Documents
tutorial
tutorial
Type
External
Status
Published
Created
Mar 3, 2026
Updated
Mar 3, 2026
Source
View

This tutorial introduces you to dltHub Project and the essential cli commands needed to create and manage it. You will learn how to:

  • initialize a new dltHub Project
  • navigate the dlt.yml file
  • add sources, destinations, and pipelines
  • run pipelines using cli commands
  • inspect datasets
  • work with dltHub Profiles for enabling different configurations

Prerequisites#

To follow this tutorial, make sure:

Creating a new dltHub Project#

Start by creating a new folder for your project. Then, navigate to the folder in your terminal.

mkdir tutorial && cd tutorial

Run the following command to initialize a new dltHub Project:

# Initialize a dltHub Project named "tutorial", the name is derived from the folder name
dlt project init arrow duckdb

This command generates a project named tutorial with:

  • one pipeline
  • one Arrow source defined in sources/arrow.py
  • one DuckDB destination
  • one dataset on the DuckDB destination

The generated folder structure#

After running the command, the following folder structure is created:

.
├── .dlt/ # your dlt settings including profile settings
│ ├── dev.secrets.toml
│ └── secrets.toml
├── _data/ # local storage for your project, excluded from git
├── sources/ # your sources, contains the code for the arrow source
│ └── arrow.py
├── .gitignore
├── requirements.txt
└── dlt.yml # the main project manifest

Understanding dlt.yml#

The dlt.yml file is the central configuration for your dltHub Project. It defines the pipelines, sources, and destinations. In the generated project, the file looks like this:

profiles:
  # profiles allow you to configure different settings for different environments
  dev: {}

# your sources are the data sources you want to load from
sources:
  arrow:
    type: sources.arrow.source

# your destinations are the databases where your data will be saved
destinations:
  duckdb:
    type: duckdb

# your datasets are the datasets on your destinations where your data will go
datasets: {}

# your pipelines orchestrate data loading actions
pipelines:
  my_pipeline:
    source: arrow
    destination: duckdb
    dataset_name: my_pipeline_dataset

Some details about the project structure above:

  • The runtime section is analogous to the config.toml [runtime] section and could also be omitted in this case.
  • The profiles section is not doing much in this case. There are two implicit profiles: dev and tests that are present in any project; we will learn about profiles in more detail later.

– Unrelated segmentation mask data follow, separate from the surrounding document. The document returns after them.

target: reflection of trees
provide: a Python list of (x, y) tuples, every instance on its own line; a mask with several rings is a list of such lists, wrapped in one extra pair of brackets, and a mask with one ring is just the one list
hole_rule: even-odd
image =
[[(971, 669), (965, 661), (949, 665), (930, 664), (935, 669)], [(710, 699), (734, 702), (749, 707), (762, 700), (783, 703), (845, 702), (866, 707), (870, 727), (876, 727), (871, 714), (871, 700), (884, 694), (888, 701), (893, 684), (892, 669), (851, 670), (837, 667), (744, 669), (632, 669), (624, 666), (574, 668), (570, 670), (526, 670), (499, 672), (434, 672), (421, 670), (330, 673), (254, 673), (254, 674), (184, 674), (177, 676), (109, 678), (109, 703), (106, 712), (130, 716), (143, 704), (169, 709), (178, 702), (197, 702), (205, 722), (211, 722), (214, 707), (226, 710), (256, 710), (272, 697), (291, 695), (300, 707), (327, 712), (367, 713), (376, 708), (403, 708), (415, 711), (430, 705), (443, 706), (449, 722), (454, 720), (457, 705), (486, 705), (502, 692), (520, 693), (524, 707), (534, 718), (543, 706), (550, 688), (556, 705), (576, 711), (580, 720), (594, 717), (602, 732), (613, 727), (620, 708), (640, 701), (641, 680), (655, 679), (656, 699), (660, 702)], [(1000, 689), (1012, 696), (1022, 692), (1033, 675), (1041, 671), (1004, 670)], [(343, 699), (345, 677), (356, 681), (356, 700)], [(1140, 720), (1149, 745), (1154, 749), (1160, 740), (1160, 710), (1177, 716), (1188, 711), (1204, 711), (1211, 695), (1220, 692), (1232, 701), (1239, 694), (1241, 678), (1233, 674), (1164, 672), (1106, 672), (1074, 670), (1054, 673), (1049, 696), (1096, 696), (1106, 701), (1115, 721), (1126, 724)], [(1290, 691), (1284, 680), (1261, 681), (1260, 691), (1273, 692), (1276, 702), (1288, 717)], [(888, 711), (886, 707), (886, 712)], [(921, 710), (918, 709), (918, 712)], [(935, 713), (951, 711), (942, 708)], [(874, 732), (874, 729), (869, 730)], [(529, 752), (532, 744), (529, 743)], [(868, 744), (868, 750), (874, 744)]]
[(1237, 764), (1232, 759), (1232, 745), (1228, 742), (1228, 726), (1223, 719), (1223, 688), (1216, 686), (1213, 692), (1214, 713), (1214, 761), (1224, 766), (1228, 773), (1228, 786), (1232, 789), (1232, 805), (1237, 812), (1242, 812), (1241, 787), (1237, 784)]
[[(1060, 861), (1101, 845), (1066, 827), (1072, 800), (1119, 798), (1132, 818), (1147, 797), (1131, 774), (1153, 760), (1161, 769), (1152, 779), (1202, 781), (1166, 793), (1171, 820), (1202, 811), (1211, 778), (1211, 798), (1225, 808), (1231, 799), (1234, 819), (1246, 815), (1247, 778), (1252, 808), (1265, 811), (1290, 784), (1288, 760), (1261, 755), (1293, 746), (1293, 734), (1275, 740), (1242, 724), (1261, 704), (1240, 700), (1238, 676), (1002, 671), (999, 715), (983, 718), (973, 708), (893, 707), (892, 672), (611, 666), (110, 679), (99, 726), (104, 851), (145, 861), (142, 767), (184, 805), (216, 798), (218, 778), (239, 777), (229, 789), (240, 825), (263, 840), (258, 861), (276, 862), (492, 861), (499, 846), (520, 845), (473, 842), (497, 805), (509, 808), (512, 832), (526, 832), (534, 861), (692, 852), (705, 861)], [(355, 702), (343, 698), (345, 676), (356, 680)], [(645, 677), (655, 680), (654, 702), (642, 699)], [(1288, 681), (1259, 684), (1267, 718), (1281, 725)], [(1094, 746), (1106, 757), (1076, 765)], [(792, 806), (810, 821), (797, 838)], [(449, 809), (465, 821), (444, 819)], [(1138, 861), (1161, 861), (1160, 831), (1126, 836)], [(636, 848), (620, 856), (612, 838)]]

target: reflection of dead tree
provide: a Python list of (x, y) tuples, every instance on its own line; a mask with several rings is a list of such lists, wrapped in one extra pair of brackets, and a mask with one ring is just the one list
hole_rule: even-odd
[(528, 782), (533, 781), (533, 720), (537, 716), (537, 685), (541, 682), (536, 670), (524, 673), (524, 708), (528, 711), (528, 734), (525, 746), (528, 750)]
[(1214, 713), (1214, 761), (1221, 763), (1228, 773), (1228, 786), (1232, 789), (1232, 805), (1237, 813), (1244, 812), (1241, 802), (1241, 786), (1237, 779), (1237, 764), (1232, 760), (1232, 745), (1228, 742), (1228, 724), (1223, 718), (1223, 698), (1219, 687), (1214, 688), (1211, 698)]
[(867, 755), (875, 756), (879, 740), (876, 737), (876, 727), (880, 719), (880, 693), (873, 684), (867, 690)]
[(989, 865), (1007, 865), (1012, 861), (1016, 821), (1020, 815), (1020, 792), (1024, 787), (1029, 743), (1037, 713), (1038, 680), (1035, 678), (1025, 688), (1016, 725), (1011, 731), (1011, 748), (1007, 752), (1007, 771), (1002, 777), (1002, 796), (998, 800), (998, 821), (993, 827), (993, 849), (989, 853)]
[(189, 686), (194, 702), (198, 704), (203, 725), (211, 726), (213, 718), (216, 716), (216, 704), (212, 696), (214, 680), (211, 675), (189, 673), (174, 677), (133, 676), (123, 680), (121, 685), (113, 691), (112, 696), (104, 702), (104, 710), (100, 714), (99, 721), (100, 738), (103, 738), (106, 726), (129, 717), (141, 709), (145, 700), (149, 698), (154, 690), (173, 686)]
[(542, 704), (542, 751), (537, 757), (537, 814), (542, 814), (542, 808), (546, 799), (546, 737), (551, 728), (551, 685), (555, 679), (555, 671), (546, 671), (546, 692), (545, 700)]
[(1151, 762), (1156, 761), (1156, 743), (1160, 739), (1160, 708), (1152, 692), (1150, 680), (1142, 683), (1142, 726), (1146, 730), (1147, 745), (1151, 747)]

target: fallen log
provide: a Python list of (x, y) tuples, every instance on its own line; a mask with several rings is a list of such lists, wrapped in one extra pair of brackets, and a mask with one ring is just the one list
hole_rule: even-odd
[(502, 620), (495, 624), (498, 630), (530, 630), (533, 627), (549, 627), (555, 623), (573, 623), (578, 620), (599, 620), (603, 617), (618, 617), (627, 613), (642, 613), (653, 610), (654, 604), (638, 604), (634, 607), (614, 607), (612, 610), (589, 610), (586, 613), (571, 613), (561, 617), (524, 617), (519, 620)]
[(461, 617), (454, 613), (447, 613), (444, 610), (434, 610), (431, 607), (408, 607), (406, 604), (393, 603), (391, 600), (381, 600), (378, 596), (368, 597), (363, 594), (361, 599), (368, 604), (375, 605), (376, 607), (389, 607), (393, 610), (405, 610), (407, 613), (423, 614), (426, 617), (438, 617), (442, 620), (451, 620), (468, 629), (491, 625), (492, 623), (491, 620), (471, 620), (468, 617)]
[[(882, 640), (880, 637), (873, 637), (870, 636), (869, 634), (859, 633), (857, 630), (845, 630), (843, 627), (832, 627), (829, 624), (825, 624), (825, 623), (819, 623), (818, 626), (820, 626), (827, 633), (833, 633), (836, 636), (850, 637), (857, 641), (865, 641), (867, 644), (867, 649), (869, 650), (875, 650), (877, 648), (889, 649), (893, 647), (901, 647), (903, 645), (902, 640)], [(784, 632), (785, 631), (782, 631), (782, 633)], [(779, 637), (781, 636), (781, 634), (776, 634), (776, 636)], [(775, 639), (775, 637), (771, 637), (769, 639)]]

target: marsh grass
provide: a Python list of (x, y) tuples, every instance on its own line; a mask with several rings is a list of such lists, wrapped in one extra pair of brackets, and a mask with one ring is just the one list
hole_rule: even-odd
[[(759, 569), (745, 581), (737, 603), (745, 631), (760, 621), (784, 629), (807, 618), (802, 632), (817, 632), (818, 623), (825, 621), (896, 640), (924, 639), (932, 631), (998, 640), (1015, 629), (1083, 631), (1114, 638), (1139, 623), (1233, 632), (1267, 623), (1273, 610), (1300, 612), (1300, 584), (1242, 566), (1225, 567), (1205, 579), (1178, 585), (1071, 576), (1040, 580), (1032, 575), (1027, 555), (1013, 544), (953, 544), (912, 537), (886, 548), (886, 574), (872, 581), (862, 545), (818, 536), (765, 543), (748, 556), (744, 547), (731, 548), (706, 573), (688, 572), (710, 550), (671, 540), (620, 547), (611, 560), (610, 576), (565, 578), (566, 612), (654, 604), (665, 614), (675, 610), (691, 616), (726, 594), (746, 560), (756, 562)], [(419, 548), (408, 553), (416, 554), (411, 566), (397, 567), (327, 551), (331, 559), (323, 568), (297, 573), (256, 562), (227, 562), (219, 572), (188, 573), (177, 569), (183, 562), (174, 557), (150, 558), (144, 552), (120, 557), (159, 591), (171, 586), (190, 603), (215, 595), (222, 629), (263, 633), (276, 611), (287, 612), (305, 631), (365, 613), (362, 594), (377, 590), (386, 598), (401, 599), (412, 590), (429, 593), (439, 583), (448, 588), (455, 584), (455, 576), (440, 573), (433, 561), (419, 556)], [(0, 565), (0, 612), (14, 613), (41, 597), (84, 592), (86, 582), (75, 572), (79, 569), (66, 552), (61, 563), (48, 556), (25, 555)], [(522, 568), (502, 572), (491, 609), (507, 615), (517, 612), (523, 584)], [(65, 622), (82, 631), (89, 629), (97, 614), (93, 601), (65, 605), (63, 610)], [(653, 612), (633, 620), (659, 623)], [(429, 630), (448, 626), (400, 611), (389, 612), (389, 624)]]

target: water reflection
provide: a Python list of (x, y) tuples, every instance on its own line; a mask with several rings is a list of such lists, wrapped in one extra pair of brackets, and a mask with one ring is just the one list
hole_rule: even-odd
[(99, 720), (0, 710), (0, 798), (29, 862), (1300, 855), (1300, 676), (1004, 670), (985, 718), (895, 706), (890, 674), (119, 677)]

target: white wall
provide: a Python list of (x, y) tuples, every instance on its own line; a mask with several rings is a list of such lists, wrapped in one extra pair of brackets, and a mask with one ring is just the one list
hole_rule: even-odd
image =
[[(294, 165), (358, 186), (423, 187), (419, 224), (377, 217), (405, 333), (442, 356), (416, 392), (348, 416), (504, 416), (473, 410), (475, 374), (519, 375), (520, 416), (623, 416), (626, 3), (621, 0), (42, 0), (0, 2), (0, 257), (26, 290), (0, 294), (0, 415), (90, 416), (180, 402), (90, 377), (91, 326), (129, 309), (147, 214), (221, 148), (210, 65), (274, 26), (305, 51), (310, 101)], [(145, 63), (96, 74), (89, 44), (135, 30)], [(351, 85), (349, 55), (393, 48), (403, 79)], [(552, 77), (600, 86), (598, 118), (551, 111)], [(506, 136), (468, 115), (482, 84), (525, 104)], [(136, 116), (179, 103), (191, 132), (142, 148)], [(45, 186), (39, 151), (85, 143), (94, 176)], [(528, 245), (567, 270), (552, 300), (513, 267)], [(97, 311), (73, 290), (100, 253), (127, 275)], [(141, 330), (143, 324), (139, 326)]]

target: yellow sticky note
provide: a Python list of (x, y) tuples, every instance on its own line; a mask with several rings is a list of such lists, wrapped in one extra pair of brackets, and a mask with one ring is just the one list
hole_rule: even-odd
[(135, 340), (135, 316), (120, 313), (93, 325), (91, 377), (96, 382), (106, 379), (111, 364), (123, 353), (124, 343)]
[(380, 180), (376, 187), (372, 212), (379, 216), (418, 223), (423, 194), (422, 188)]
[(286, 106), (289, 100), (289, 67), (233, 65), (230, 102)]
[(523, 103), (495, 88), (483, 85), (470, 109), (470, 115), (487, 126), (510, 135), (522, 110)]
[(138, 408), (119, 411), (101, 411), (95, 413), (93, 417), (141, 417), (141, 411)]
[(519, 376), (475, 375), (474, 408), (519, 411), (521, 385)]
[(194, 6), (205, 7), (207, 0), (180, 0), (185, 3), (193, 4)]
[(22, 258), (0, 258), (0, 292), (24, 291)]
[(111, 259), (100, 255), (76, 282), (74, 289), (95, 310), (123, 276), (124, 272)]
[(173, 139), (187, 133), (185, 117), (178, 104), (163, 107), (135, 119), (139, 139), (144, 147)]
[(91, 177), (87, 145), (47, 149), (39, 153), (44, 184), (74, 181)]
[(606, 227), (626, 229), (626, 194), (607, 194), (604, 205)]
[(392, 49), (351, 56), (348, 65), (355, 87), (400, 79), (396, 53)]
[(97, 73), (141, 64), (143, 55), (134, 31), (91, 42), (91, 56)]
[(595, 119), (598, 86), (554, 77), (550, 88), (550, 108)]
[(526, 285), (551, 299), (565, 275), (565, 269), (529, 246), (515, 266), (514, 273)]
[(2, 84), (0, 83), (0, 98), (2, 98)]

You can reference environment variables in the dlt.yml file using the {env.ENV_VARIABLE_NAME} syntax. Additionally, dlt+ provides several predefined project variables that are automatically substituted during loading.

Running the pipeline#

Once the project is initialized, you can run the pipeline using:

dlt pipeline my_pipeline run

This command:

  • Locates the pipeline named my_pipeline in dlt.yml.
  • Executes it, populating the duckdb destination that is defined to be stored in _data/dev/local/duckdb.duckdb.

Inspecting the results#

Use the dlt dataset command to interact with the dataset stored in the DuckDB destination. For example:

Counting the loaded rows#

To count rows in the dataset, run:

dlt dataset my_pipeline_dataset row-counts

This will show the number of rows in the items table as specified by the arrow source. Additionally, the internal dlt tables are shown.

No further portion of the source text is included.